Need to find the ellipse of maximum area inscribed in a semicircle.

Let the ellipse $$\frac{x^2}{a^2}+\frac{(y-b)^2}{b^2}=1\quad(1)$$ and the semicircle $$y=\sqrt{1-x^2}\quad(2)$$ The ellipse is clearly tangent to $x$-axis.

If we substitute the semicircle equation in the ellipse equation, we get: $$(a^2-b^2)y^2-2a^2by+b^2=0 \quad(3)$$ As the semicircle and the ellipse are tangent the discriminant of equation $(3)$ must be zero. Therefore $$b=\sqrt{a^2(1-a^2)} \quad(4)$$ But we know that the ellipse area can be calculated by: $$A=\pi a b \quad(5)$$ From $(4)$ and $(5)$, we get: $$A= \pi \sqrt{a^4(1-a^2)} \quad (6)$$ To calculate the maximum of $A$ we can use the AM-GM inequality: $$(\frac{a^2}{2}\frac{a^2}{2}(1-a^2))^{\frac{1}{3}} \leq \frac{\frac{a^2}{2}+\frac{a^2}{2}+(1-a^2)}{3}=\frac{1}{3} \Rightarrow$$ $$a^2a^2(1-a^2)\leq \frac{4}{27}. \quad(7)$$ We know that the equality holds for $$\frac{a^2}{2}=(1-a^2).\quad(8) $$ Therefore $$a=\sqrt{{\frac{2}{3}}}\quad(9)$$ From $(4)$ and $(9)$, we get: $$b=\frac{\sqrt{2}}{3}$$ Finally we get $$e=\sqrt{\frac{2}{3}}.$$

Stretch the original figure by a factor $\sqrt{3}$ in vertical direction. The half circle $H$ then becomes a half ellipse $E$, and the isosceles right triangle $ABC$ with $C=(0,\sqrt{2})$ transforms into the equilateral triangle $\Delta:=ABD$ with $D=(0,\sqrt{6})$. The oblique legs of $\Delta$ are tangent to $E$ at their midpoints $M$ and $N$. We now solve the analogous problem with respect to $E$. I claim that the largest (i.e., largest with respect to area) ellipse inscribed in $E$ is the incircle $I$ of $\Delta$. Proof: It is well known that the largest ellipse contained in the equilateral triangle $\Delta$ is $I$. As all feasible ellipses for the modified problem are subsets of $\Delta$ they all have an area $\leq {\rm area}(I)$. Since $I$ itself is a feasible ellipse the claim follows.

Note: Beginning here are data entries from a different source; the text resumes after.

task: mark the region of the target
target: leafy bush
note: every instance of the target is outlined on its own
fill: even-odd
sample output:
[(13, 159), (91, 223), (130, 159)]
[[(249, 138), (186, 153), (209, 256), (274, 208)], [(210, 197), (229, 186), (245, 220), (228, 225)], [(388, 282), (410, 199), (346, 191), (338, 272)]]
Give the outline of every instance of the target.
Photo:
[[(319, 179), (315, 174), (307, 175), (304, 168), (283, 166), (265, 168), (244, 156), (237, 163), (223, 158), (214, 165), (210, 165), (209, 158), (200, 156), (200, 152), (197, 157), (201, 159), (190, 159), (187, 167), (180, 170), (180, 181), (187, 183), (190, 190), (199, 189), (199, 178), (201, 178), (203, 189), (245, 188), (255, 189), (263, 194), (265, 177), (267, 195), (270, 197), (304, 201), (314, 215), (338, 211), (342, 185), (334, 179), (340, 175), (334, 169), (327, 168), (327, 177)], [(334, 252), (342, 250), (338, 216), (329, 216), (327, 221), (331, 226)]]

The radius of $I$ computes to $$r={1\over3}|OD|={\sqrt{6}\over3}\ .$$ Returning to the original problem we see that the largest ellipse inscribed in $H$ has semiaxes $$a=r={\sqrt{6}\over3},\quad b={r\over\sqrt{3}}={\sqrt{2}\over3}\ ,$$ and touches the semicircle at the points $\bigl(\pm{1\over\sqrt{2}}, \>{1\over\sqrt{2}}\bigr)$. The eccentricity of this ellipse comes to $$e:{\sqrt{a^2-b^2}\over a}=\sqrt{{2\over3}}\ .$$

I don't know if there is a geometric method quickly providing the solution. But if I had to answer that question in a couple of minutes I would have reasoned as follows.

If $a$ and $b$ are major and minor semi-axes of the ellipse, I expect $b/a\approx 1/2$, that is $e\approx\sqrt3/2$. The four proposed answers are: $1\over\sqrt2$, $1\over2$, $1\over\sqrt3$, $\sqrt2\over\sqrt3$ and the fourth one is the nearest to my estimate.